The Two Torontos

Toronto is one of the most unique places out there. It’s the most diverse city in the world and its cultural influence is growing [1].

Alex Danco had one of the most interesting takes on Toronto that I’ve heard. A native of the city himself, he tells the contrasting story of two Torontos: The wealthy, hollow inner city and the diverse, soulful suburbs.

Check out his conversation with David Perell on the North Star Podcast and his newsletter for a summary of the full episode.

You can see this effect clearly in Toronto and its surrounding suburbs. There are really two Torontos. There’s the Inner City, which is dense and rich, and embodies the first stereotype you’ve probably heard about Toronto (that it’s a giant real estate bubble.) Then there’s the Outer City, which is the more interesting part.
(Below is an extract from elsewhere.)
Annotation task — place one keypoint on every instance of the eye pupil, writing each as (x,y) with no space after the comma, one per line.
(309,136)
The outer city of Toronto - Scarborough, Northern Etobicoke, North York, plus the surrounding cities like Mississauga and Pickering - is where you’ll see how Toronto is the most diverse city in the world. It’s young: there are kids everywhere, and you get an unshakeable sense that they are the future. It’s also an environment originally built around the car, although many current residents don’t have one. So there’s an aspirational romanticism around the freedom of driving that’s straight out of 50s Americana, although you’d never mistake it for a Normal Rockwell painting.

The Toronto Sound” expresses this landscape really well. It’s a different branch of hip hop and R&B compared to American artists, best exemplified in the sound and aesthetic of two record labels: OVO (Drake) and XO (The Weeknd). It’s slow, moody music that’s crafted to sound good while driving. In the podcast, I share my belief that the most important aesthetic inspiration in Toronto culture - even more important than the Raptors - is the 401, the massive highway that spans the outer city.

Toronto is a city that has a hard time telling its story, mostly because it’s such a young city, and still growing up. A third of the new immigrants to Canada come here, and the average Toronto experience”, if there is such a thing, is distinctly inner-suburban: oriented around distance and sprawl, as before, but hardly homogenous or middle-class. The best place to experience it is at a suburban strip mall: surrounded by windswept concrete and utterly unfriendly, but filled with dozens of family businesses and hundreds of people from every possible background, making up a complete community that you’d never find in the Jane Jacobs-branded downtown neighbourhoods. It’s hard to describe. You should just go.


[1] At the time I’m writing this the top 3 most streamed artists worldwide are from the Toronto area (Drake, The Weeknd, and Justin Bieber respectively).